While some underwriting practices cannot be considered right or wrong, opinion on them certainly varies.
Matt Carter, practice director for insurance specialty markets at consultancy Altus, said: “There shouldn’t be penalties for non-fault accidents. The technology and data exist for insurers to be able to disregard non-fault claims.”
But Matt Connell, director of policy and public affairs at the Chartered Insurance Institute (CII), has no problem with the 10% motor premium increase he received following his own non-fault accident this January.
He explained: “I can see why the premium has gone up. The insurer will feel I frequent routes where accidents are more likely to happen. It says something about the riskiness of my driving environment, even if the accident isn’t my fault. It might not be my fault again next time.”
Clarifying data boundaries
It is hard not to support Daley’s call for an industry-wide debate to draw up some solid rules regarding what is permissible around the data used for underwriting. This kind of discussion could shed light on areas where it remains unclear what activity is actually occurring around data use.

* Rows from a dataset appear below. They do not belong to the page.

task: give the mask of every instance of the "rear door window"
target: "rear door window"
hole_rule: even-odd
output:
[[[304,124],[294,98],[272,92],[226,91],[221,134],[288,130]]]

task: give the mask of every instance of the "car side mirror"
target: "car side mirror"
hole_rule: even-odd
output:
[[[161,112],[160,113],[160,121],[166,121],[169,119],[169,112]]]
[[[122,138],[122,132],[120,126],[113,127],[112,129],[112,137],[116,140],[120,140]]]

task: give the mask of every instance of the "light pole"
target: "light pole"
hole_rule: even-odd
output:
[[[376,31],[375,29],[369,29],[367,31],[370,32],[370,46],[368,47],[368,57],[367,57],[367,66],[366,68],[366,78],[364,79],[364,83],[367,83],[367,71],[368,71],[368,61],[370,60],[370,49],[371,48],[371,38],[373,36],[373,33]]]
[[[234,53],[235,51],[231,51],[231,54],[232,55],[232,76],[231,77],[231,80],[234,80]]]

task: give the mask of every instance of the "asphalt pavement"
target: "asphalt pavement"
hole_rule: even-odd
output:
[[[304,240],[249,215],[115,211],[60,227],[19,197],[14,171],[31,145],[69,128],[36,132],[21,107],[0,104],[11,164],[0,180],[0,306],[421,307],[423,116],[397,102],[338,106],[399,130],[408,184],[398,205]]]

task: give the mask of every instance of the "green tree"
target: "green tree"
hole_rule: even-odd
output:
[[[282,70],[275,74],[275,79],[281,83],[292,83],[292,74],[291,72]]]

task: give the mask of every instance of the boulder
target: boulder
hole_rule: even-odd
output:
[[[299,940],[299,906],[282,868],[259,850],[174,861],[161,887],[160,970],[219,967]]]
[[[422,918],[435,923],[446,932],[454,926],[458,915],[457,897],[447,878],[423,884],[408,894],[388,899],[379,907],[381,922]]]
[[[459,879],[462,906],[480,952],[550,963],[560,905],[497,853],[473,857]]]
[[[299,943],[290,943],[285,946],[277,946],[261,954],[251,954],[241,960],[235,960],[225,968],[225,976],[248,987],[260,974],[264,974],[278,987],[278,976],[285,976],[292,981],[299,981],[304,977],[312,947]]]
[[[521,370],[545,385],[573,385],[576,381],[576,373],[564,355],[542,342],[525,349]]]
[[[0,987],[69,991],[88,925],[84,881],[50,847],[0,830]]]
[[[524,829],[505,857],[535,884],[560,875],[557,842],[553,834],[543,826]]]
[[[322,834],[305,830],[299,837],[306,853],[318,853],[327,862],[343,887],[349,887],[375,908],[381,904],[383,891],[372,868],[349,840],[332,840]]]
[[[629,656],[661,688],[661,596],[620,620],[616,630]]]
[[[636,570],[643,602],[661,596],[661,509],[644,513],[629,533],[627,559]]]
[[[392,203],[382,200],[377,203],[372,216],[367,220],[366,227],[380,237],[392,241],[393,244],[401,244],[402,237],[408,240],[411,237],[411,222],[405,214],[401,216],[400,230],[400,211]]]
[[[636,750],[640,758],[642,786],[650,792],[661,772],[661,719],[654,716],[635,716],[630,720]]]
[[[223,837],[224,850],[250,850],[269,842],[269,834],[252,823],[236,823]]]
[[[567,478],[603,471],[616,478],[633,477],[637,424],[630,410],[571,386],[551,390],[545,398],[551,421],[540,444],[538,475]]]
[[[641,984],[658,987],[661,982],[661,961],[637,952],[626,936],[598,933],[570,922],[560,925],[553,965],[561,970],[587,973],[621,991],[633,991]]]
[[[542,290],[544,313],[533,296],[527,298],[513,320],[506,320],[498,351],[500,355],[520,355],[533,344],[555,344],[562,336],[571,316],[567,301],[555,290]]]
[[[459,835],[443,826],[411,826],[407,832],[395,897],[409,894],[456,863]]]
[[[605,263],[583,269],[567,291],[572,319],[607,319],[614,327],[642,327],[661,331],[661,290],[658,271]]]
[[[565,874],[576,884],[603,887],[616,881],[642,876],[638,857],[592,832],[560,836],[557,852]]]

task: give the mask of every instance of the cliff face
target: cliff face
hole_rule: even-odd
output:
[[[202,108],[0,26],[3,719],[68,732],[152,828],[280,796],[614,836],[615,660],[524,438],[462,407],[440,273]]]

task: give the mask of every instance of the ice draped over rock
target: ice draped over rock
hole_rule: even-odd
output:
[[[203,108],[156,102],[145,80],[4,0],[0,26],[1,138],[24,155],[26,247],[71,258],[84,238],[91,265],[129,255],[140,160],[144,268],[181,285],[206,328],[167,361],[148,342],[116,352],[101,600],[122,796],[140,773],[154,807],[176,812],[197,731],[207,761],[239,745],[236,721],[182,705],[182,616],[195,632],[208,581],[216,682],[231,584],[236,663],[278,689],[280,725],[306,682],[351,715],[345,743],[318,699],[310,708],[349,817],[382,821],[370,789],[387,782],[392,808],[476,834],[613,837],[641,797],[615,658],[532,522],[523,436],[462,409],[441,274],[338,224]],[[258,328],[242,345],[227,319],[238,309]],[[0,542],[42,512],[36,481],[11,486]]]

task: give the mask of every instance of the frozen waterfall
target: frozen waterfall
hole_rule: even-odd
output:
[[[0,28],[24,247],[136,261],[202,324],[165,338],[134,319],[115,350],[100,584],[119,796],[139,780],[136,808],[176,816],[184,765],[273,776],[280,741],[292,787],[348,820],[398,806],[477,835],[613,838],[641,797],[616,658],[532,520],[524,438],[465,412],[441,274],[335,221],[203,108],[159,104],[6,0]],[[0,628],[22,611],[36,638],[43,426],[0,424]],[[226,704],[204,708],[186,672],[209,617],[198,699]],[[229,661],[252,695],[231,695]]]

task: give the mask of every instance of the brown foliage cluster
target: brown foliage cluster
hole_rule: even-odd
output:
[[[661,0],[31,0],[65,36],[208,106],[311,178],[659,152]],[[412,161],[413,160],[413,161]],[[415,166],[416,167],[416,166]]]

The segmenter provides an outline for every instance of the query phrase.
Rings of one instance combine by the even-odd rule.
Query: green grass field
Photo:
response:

Evan Moore, head of personal lines underwriting at Zurich, has heard anecdotal reports of other UK insurers using social media for underwriting.
Some industry commentators also surmised that loyalty card data is being used to inform underwriting - the refusal of Sainsbury’s or Tesco to comment on this subject when asked by Insurance Times creates more suspicion than clarity around this.
Once greater transparency around underwriting data has been achieved, an educational piece for consumers should be a high priority as well.
Alarmingly, 70% of general insurance consumers featured in the aforementioned ABI and Britainthinks report incorrectly thought that gender is taken into account when pricing insurance. However, this was outlawed by the regulator back in 2012.
There will always be winners and losers from personalised pricing. But, with technology having outpaced legislation, the insurance industry badly needs to establish what is ethically acceptable and how far it can go before the advantages of cross-subsidy, where one group of consumers pays a higher amount so that the price paid by another group can be reduced, are lost.
Particularly worthy of investigation is an idea previously discussed and mooted by the Institute and Faculty of Actuaries’ The hidden risks of being poor: The poverty premium in insurance report, published in September 2021.
This mentioned using the concept of Flood Re to establish a Postcode Re, to help those unable to afford compulsory types of insurance.